A billionaire speaks about Netflix, and reflections on CanCon

 

Multibillionaire Barry Diller used to be chairman of Paramount in the 1980s and has now moved on to the Internet, being the head of Expedia and a number of other ventures. He spoke about the leadership of Netflix recently in the most favourable terms in a recent interview in the New York Times. His thoughts are relevant to those worried about Canadian content.

After the expected virtue signaling about the evil Trump and Diller’s chosen instrument, Hillary Clinton, he got down to business.

He says that Netflix and Amazon have blasted Hollywood into “a completely different universe.”

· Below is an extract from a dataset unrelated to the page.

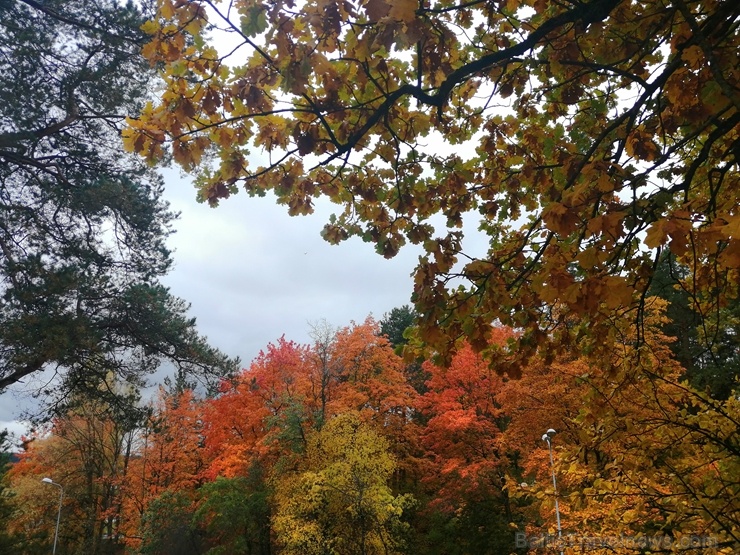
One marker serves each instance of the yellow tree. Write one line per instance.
(646, 463)
(340, 503)
(586, 137)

“It’s something that’s never happened in media before, when Netflix got a lot of subscribers early on and made the brilliant decision to pour it into original production, like spending more than $100 million dollars to make ‘House of Cards,’ instead of buying old stuff,” he says. “It blows my mind. It’s like a giant vacuum cleaner came and pushed all the other vacuum cleaners aside. And they cannot be outbid. No one can compete with them.”

He calls Reed Hastings, the C.E.O. of Netflix, the most remarkable person in the media business: “He has so much original thinking in so many different areas, he’s really impressive.”

 

It is obvious but it needs to be said: the entirety of media businesses, even the most powerful, have been basted into a completely different universe, not just the hot-house flower of Canadian television. Terence Corcoran was commenting the other day about the lunacy of the Competition Bureau investigating the recent arrangements Torstar and the National Post chain have made with each other.

He wrote:

some of us in the newspaper business — and some in the legal community — wonder about the thinking within the bureau when it launches a full-blown and expensive attempt to enforce “competition” in an industry — newspapers — that is in the midst of a roof-removing hurricane of actual competition.

Thus I noticed the other week that I had been watching both a Vancouver-made Canadian television series and a Toronto-made one. Both successfully competed for attention against the firehose of digital content coming at us through Netflix and CraveTV. No, they did not resort to little Canadian flags on the desks; and yes, they were ostensibly set in Seattle and Chicago, but they were thoroughly Canadian from actors through producers through scriptwriters, and Canadian in feeling. Were they promoting Canadian values? I doubt it, at least not explicitly. They were, however, telling stories effectively. These programs let Canadians speak to the world through art, and be paid handsomely for doing so.

The problems that need solving in domestic television production are what, exactly?